Разливая слабый свет, под иконами в углу краснела лампадка. Как был, в пальто и шапке, Леонтий остановился возле Настиной кровати, вгляделся. Спит. На лице что-то вроде улыбки.

— Проснись, Настя, — сказал он, наклонившись к ней.

Настя открыла глаза, подняла голову от подушки.

— Явился, — проговорила она. — Только и шляешься.

Леонтий осторожно поставил табуретку у изголовья Настиной кровати и сел.

— Послушай…

Леонтий замолчал, не зная, что говорить дальше. Несколько секунд Настя всматривалась в него и вдруг заторопилась:

— Выйди, я оденусь сейчас.

Леонтий жестом остановил ее:

— Настя, дело важное. И я не знаю даже, можешь ты мне помочь или нет. Нужно ты знаешь что? Нужно немедленно поезда задержать. Сколько их будет, не знаю. Если задержим, красновцам труба. Не задержим, нашим на фронте не устоять.

Настя хотела что-то сказать, но замерла с раскрытым ртом. Леонтий тихо рассмеялся.

— Я же красный, Настя, я специально сюда Красной Армией прислан. Сейчас нам надо эти поезда дальше города не пропустить.

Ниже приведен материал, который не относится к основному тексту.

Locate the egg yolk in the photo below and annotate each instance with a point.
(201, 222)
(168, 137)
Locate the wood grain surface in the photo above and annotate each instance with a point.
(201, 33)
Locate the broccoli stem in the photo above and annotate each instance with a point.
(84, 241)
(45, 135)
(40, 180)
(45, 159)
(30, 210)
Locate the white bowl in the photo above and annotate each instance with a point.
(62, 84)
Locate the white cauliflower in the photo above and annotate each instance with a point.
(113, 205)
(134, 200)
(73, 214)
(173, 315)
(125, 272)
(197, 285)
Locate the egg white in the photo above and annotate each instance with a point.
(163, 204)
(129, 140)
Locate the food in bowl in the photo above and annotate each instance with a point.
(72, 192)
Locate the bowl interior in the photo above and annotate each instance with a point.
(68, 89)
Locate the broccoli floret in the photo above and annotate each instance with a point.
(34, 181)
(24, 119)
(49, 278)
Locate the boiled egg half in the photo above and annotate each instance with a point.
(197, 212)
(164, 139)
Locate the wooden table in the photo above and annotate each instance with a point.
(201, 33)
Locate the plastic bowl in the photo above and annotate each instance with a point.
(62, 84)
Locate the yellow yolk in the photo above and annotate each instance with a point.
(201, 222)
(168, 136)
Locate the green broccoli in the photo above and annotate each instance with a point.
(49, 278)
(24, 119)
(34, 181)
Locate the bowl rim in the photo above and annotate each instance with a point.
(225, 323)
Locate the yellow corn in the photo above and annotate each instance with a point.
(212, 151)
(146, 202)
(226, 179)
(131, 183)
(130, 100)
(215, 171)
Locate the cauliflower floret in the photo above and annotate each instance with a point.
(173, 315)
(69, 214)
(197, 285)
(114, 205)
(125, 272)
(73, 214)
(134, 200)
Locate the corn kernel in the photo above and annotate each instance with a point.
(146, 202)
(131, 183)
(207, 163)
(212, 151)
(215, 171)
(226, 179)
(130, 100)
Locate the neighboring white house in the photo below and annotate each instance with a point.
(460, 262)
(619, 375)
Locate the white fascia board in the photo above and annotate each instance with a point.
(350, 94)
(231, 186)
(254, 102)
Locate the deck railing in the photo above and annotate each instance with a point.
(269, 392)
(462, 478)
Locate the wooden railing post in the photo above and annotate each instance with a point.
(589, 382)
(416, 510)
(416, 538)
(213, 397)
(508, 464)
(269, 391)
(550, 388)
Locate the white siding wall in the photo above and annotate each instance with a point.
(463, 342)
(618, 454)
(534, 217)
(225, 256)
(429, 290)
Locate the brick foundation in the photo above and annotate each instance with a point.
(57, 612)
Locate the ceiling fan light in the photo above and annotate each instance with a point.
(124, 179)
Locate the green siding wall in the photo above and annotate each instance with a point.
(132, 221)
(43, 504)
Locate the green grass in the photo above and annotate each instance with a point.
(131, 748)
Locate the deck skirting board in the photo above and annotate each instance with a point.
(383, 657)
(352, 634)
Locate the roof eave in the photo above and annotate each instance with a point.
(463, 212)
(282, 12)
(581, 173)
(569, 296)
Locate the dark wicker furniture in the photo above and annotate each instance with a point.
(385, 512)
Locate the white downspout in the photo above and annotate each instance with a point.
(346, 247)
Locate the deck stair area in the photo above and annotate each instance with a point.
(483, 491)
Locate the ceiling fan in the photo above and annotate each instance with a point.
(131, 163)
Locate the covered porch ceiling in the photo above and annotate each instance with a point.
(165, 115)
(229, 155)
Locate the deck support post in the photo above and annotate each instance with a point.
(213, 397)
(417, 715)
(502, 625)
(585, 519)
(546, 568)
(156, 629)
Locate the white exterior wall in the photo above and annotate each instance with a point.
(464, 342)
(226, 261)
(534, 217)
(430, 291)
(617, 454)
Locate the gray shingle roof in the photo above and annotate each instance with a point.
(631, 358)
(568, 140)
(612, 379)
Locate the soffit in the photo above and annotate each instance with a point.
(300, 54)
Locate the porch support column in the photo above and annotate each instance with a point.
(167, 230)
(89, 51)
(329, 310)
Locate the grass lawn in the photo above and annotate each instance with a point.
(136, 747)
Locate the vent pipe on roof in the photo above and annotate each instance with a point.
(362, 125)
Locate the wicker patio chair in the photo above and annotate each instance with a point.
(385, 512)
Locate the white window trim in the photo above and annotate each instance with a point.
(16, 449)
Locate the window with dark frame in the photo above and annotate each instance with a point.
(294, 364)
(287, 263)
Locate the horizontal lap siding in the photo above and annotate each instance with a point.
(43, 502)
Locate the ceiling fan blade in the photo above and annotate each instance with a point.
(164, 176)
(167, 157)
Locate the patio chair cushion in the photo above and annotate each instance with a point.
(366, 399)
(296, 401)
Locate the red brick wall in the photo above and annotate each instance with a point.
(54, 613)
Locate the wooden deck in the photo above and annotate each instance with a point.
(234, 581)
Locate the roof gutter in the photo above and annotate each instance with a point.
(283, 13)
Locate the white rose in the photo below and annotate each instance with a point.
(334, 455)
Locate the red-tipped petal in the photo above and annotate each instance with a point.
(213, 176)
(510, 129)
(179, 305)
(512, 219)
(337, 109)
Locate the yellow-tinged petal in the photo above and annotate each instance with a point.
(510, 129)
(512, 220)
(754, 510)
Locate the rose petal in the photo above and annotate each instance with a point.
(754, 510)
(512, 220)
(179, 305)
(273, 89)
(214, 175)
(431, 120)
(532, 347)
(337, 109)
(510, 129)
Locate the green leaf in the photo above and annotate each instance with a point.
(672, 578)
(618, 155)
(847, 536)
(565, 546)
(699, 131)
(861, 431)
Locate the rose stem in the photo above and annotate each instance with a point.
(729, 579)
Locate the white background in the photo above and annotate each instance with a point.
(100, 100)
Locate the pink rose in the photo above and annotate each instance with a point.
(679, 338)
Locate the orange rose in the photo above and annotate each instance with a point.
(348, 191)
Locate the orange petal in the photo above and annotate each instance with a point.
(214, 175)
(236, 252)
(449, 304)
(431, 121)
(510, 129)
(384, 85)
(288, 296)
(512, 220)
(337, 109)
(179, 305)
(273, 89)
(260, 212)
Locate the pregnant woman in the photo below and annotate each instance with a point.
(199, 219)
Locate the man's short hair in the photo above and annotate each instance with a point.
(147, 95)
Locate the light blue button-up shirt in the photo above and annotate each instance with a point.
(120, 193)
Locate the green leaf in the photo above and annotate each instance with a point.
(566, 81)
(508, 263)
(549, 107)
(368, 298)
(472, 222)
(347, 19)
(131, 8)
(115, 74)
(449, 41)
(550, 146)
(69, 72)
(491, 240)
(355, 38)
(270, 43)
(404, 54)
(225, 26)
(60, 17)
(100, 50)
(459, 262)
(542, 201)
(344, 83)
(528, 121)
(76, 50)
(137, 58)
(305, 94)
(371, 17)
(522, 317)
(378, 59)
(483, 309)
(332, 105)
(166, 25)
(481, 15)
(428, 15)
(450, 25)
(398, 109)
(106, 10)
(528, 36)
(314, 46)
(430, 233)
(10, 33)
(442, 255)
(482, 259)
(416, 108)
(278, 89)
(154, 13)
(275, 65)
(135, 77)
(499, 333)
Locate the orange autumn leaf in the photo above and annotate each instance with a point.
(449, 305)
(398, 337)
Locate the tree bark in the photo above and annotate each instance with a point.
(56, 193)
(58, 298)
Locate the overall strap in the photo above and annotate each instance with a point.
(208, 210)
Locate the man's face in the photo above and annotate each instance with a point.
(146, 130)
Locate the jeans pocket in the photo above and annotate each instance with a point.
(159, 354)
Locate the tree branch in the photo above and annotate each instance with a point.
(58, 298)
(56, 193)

Настя негромко ахнула и, как была в одной рубахе, вскочила с постели. Она бросилась к Леонтию, схватила за пальто:

— Не врешь? Не врешь, Леонтий? Истинным богом клянись!

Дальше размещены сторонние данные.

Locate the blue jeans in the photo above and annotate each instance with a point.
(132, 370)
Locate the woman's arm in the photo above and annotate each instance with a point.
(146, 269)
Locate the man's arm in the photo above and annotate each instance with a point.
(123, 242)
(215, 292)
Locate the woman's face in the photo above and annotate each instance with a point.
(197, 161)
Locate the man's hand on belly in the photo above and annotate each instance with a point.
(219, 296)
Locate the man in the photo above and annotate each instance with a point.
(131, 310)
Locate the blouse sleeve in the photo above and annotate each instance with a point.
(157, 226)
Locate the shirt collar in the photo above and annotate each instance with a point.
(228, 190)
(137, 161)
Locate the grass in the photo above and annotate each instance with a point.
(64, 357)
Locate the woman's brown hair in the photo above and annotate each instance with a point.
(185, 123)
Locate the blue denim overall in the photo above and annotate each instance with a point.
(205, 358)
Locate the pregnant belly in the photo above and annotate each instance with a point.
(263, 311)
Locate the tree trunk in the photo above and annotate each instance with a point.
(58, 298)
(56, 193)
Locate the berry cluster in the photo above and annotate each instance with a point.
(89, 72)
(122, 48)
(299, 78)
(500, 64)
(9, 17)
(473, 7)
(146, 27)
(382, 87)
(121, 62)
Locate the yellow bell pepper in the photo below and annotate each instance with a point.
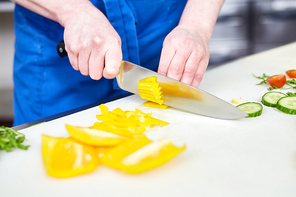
(126, 123)
(150, 89)
(155, 105)
(93, 136)
(140, 154)
(65, 157)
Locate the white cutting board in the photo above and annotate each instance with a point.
(246, 157)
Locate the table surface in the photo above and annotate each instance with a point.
(245, 157)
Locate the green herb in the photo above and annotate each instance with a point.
(11, 139)
(291, 94)
(291, 83)
(263, 78)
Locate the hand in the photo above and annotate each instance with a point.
(185, 56)
(92, 44)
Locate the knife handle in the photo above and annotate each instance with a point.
(61, 49)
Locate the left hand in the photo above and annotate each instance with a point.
(185, 56)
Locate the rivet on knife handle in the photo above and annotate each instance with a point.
(61, 49)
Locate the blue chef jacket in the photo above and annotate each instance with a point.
(46, 84)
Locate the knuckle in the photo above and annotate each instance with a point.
(189, 70)
(176, 69)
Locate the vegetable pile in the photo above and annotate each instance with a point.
(11, 139)
(283, 102)
(117, 141)
(279, 81)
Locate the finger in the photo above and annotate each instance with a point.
(73, 57)
(190, 68)
(83, 59)
(167, 54)
(96, 64)
(177, 65)
(113, 58)
(201, 69)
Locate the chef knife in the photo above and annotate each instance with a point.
(177, 94)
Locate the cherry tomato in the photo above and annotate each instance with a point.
(277, 81)
(291, 73)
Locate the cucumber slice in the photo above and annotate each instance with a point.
(270, 99)
(253, 109)
(287, 105)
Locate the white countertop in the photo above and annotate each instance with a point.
(246, 157)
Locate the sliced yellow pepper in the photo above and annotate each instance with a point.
(65, 157)
(93, 136)
(150, 89)
(140, 154)
(155, 105)
(126, 123)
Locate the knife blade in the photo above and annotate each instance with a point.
(177, 94)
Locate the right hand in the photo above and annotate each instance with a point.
(92, 44)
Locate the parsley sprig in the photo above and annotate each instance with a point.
(11, 139)
(291, 83)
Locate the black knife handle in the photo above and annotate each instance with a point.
(61, 49)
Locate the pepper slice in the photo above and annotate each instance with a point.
(93, 136)
(65, 157)
(141, 154)
(150, 89)
(126, 123)
(155, 105)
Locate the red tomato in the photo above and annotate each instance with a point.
(291, 73)
(277, 81)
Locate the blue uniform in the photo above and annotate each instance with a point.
(46, 84)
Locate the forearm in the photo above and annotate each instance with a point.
(201, 15)
(56, 10)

— Сергинский мост надо взорвать. Не взорвем, рельсы развинтим. Задержим поезда, красные сюда придут, — он вдруг увидел недоверчивую улыбку на лице Насти. — Ты мне сестра. Как брату мне помоги.

Ему показалось, что она смотрит на него с насмешкой и подозрением. Леонтий тяжело встал, ушел в свою комнату и начал рывками выдвигать ящики комода, хотя искать было нечего: у него нет ни бомбы, ни обыкновенной винтовки, ни ключа, пригодного, чтобы открутить рельсовую гайку. Порошок цианистого калия для себя да крошечный револьверчик — вот и все, чем он располагает. Поезд этим не остановишь.

Настя уже в платье, кацавейке и платке заглянула к нему.

— Я тебе верю, Леонтий, — не входя, заговорила она шепотом. — Я с хорошими людьми тебя свяжу. Но если ты мне соврал?.. Смотри тогда! Пожалеешь…

Они вышли во двор, в темноту безлунной ночи и побежали чужими садами и огородами. В пальто Леонтию было трудно перелезать через заборы, он отставал от Насти, и та торопила его:

— Ну скорее, скорее, Леонушка…

Наконец они остановились возле высокого длинного сарая. Было это уже за окраиной города, насколько представлял себе Леонтий, на одном из хуторов, заселенных немецкими колонистами, появившимися здесь еще чуть ли не во времена Екатерины Второй.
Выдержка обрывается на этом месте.